Un roman d’anticipation féministe et étonnant.
Pour la petite histoire, nous cherchions un roman d’anticipation à analyser en classe, dans la veine de 1984 de George ORWELL (que nous avons souvent fait lire à nos élèves). Amandine, qui a toujours le flair, nous a trouvé ce roman d’un écrivain dont nous pensions déjà beaucoup de bien (beaucoup de bien ici et ici). Et ça se confirme.
Donc nous sommes dans le futur, à la fin du vingtième siècle (le livre a été écrit en 1985) et nous écoutons le récit de Defred, une jeune femme habillée de rouge et coiffée d’un voile qui la cache aux regards des hommes. Elle est au service d’un Commandant et de son Epouse : elle est chez eux pour être fécondée. Depuis quelque temps, les naissances sont de plus en plus rares et les couples des classes dirigeantes peuvent avoir recours à ces mères porteuses à domicile, servantes silencieuses et désincarnées. Defred passe son temps à attendre et, par bribes, à penser à avant, au monde d’avant la République de Gilead. Elle était mariée à Luke, avait une petite fille. Mais où sont-ils maintenant ?
Est-il possible pour Defred de devenir cet objet de reproduction qui n’aurait pas de passé et pas d’avenir ? Est-il possible de faire à jamais disparaître le désir et ne limiter l’acte sexuel qu’à la reproduction ? Et comment la démocratie américaine a-t-elle pu en arriver là ?
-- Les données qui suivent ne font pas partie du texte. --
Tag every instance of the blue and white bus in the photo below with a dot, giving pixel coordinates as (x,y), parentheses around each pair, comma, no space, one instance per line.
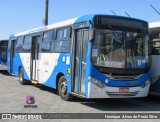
(155,54)
(3,54)
(92,56)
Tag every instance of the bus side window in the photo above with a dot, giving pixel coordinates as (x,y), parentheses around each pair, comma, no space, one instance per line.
(19,45)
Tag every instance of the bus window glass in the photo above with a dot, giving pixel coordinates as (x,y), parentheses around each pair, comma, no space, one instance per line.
(26,48)
(48,36)
(20,40)
(27,39)
(46,47)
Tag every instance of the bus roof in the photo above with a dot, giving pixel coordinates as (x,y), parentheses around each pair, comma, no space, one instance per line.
(81,19)
(154,24)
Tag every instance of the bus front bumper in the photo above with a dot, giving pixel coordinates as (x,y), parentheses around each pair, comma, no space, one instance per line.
(114,92)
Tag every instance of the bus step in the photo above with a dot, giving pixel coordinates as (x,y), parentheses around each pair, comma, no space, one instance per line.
(34,82)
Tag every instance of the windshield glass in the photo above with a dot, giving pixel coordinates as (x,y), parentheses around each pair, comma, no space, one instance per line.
(120,49)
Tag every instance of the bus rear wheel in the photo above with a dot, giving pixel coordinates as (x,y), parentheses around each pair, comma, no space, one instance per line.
(21,77)
(62,89)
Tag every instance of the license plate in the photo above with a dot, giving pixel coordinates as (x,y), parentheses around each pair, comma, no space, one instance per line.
(123,90)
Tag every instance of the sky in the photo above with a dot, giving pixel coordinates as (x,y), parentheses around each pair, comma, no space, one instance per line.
(21,15)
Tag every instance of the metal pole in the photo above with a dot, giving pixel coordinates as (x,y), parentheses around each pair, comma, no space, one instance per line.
(113,12)
(127,14)
(155,9)
(46,12)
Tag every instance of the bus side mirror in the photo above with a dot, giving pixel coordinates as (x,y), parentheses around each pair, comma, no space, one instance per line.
(91,34)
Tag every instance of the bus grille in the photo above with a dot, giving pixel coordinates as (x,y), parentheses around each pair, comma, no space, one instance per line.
(118,94)
(120,77)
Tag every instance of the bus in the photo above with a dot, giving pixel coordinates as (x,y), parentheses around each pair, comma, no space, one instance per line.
(155,55)
(3,54)
(92,56)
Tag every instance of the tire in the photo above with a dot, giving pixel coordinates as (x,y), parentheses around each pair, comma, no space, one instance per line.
(21,77)
(62,89)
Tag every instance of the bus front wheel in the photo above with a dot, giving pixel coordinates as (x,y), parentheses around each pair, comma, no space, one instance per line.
(62,89)
(21,77)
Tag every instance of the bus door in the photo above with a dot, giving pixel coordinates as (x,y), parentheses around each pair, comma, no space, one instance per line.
(34,57)
(81,44)
(12,54)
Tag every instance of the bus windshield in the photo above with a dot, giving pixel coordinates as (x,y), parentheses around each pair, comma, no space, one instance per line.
(120,49)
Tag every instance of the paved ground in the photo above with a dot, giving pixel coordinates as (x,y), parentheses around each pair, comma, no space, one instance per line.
(13,98)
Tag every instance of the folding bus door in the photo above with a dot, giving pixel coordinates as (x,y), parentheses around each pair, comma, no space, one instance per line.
(34,57)
(81,44)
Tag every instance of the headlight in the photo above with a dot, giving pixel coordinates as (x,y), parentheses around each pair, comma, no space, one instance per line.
(145,83)
(96,82)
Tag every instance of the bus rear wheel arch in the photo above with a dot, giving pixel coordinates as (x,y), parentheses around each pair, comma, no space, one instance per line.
(62,89)
(21,76)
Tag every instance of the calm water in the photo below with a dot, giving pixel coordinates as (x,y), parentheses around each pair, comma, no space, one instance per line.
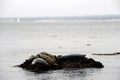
(19,40)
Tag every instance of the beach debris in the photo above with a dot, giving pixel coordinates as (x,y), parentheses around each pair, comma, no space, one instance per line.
(116,53)
(45,61)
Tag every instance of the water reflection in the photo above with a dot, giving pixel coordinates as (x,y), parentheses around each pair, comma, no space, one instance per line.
(64,74)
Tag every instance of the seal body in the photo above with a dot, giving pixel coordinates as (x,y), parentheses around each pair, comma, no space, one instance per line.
(39,61)
(44,61)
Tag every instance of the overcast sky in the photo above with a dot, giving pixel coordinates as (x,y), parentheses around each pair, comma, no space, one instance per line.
(46,8)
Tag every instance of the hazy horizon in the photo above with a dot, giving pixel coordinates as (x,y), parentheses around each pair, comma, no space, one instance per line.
(58,8)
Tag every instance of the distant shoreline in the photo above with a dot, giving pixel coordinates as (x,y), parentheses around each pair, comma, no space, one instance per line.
(61,19)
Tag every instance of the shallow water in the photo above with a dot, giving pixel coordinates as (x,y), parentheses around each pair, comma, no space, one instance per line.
(19,40)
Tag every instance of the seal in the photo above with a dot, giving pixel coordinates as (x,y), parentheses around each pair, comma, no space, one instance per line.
(39,61)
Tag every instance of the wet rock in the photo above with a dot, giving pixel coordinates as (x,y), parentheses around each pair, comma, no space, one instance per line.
(44,61)
(116,53)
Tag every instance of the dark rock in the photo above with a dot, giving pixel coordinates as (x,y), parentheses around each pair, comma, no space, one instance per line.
(59,62)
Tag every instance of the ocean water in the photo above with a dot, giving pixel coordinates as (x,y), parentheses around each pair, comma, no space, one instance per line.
(18,40)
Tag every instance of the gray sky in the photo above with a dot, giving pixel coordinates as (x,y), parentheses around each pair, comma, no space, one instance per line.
(45,8)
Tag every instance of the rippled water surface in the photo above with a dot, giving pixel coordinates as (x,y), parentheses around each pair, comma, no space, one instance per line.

C’est par petites touches qu’ATWOOD nous décrit la société de Defred, ses codes, son histoire et ses pratiques barbares. Elle imagine ici que la droite ultra-religieuse américaine s’empare du pouvoir, aidée en partie par certains mouvements féministes anti-pornographie. Le tout aboutit à la construction de cette femme-objet, mi-nonne mi-prostituée, soumise et contrôlée. On n’est pas loin de la société de 1984 à ceci prêt que chez ATWOOD ce ne serait pas les progrès technologiques qui permettraient l’instauration d’un régime totalitaire mais plutôt le fanatisme religieux.
Quand on sait combien le débat autour du retour du religieux et de l’effacement de certains principes de la laïcité est d’actualité (notamment la séparation de l’Eglise et de l’Etat), on se dit que La servante écarlate est une mise en garde puissante et pertinente. Le livre est parfois dur, certaines situations peuvent paraître malsaines, mais elles ne sont pas gratuites et servent à dénoncer une dérive et à questionner la place de la femme dans la société.
La force du livre réside également dans la finesse de sa construction et dans la justesse du ton : une distanciation entre le personnage et ce qui lui arrive. On est pris, captivé et tenu en haleine par ce roman qui pourtant se construit lentement. Et les dernières pages, d’une incroyable efficacité, nous amènent vers un autre niveau de lecture (mais nous n’en dirons pas plus…).
Pour terminer, une anecdote qui nous fait sourire, alors que nous nous apprêtons à faire lire ce roman à nos élèves : La servante écarlate a récemment donné lieu à une polémique au Canada. Un parent, dont l’enfant avait dû lire le roman à l’école, a estimé que cette lecture, qu’il considère comme trop brutale, anti-chrétienne et anti-islamique, n’était pas destinée à des adolescents.
Nous sommes déjà curieux de voir ce que nos élèves en penseront… Comme quoi — comprenne qui pourra — nous ne sommes pas du genre à éviter les sujets qui fâchent…
Niveau 2
J'ai acheté les deux livres (1984 et celui ci) pour ma fille et je vais les lire!